Now that the experimental design has been specified, by default PROC BTL performs a grid search over a range of possible recombination values and displays penetrance estimates that are found to be within the range of valid values. The default grid search for the uses values from 0 to 0.5 in increments of 0.1. In the following code, a finer grid search is requested by specifying the increment to be 0.05 in the RINC= option. Also, the penetrance parameter limits are set to be –0.1 and 1.1 using the options PMIN= and PMAX=, respectively (the default values are 0 and 1). The SAS code follows.
proc btl data=TroutDat map=TroutMap; marker m12 m17 /group=chromosome; model trait; parmest r=0 linkmod=H linkunit=cm boot=1000; run;
The average penetrance value for each marker class is shown in the "Marker Class Means" table in Output 4.1.3, and the BTL penetrance estimates found using 0 for the marker-BTL recombination rates are shown in the "Parameter Estimates" table in Output 4.1.4. The confidence limits for the penetrance parameters from using the bootstrap technique are displayed in Output 4.1.4 as well.
Marker Class Means | ||||
---|---|---|---|---|
Marker Class |
Marker Genotype |
N | Mean | Standard Error |
pi11 | AA | 8 | 1.0000 | 0.0000 |
pi12 | AB | 8 | 0.2500 | 0.0234 |
pi21 | BA | 6 | 0.0000 | 0.0000 |
pi22 | BB | 9 | 0.3333 | 0.0247 |
Parameter Estimates | |||
---|---|---|---|
Parameter | Estimate | 95% Confidence Limits | |
r1 | 0.0000 | ||
r2 | 0.0000 | ||
p11 | 4.0000 | 4.0000 | 4.0000 |
p12 | 1.0000 | 0.0000 | 2.4000 |
p21 | 0.0000 | 0.0000 | 0.0000 |
p22 | 1.3333 | 0.0000 | 2.6667 |
theta | 0.5000 | ||
NOTE: The r and theta parameters are fixed. |
Suppose your input data were coded differently, and "A" signified heterozygote and "B" signified homozygote. Since this coding is different from the default, you can specify the genotype values by using the HOMOZYGOTE= (or HO=) and HETEROZYGOTE= (or HE=) options.

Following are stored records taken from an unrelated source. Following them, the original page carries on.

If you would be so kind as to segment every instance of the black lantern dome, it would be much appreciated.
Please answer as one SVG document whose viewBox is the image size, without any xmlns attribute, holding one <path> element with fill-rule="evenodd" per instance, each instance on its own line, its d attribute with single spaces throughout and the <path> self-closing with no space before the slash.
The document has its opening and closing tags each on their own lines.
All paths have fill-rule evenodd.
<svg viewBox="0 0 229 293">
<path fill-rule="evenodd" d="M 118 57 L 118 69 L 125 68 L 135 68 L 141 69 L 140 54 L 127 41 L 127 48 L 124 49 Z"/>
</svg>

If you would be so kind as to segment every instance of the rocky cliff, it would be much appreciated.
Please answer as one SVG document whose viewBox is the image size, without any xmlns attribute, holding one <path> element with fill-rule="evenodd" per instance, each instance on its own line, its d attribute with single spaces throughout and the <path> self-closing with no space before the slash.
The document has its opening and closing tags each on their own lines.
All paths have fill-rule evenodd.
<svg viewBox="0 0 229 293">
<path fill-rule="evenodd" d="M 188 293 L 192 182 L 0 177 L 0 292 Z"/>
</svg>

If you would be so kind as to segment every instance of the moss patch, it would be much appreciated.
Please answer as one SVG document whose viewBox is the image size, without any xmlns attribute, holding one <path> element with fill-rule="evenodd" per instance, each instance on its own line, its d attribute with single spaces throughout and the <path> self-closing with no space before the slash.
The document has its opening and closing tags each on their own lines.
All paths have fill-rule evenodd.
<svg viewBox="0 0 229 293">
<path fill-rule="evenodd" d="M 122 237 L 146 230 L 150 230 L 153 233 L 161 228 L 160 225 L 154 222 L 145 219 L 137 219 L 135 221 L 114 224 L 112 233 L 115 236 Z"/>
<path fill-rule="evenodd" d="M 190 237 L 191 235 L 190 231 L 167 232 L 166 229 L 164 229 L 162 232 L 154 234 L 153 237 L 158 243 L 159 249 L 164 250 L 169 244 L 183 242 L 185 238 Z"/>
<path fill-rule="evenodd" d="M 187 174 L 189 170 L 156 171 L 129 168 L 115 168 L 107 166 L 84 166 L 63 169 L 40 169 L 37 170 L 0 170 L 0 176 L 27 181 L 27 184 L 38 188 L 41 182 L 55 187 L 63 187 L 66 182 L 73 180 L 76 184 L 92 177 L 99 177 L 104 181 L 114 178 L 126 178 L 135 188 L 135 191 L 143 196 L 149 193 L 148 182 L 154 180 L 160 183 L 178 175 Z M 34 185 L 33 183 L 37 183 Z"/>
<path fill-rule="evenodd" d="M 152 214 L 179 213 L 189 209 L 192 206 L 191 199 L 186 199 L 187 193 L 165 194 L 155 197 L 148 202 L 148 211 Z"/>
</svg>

proc btl data=TroutDat map=TroutMap; marker m12 m17 /group=chromosome; model trait; parmest ho="B" he="A" r=0 linkmod=H linkunit=cm boot=1000; run;
In Outputs 4.1.5 and 4.1.6, notice that the marker class mean values are reversed and different penetrance estimates are obtained.
Marker Class Means | ||||
---|---|---|---|---|
Marker Class |
Marker Genotype |
N | Mean | Standard Error |
pi11 | BB | 9 | 0.3333 | 0.0247 |
pi12 | BA | 6 | 0.0000 | 0.0000 |
pi21 | AB | 8 | 0.2500 | 0.0234 |
pi22 | AA | 8 | 1.0000 | 0.0000 |
Parameter Estimates | |||
---|---|---|---|
Parameter | Estimate | 95% Confidence Limits | |
r1 | 0.0000 | ||
r2 | 0.0000 | ||
p11 | 1.3333 | 0.0000 | 2.6667 |
p12 | 0.0000 | 0.0000 | 0.0000 |
p21 | 1.0000 | 0.0000 | 2.4000 |
p22 | 4.0000 | 4.0000 | 4.0000 |
theta | 0.5000 | ||
NOTE: The r and theta parameters are fixed. |
Note: This procedure is experimental.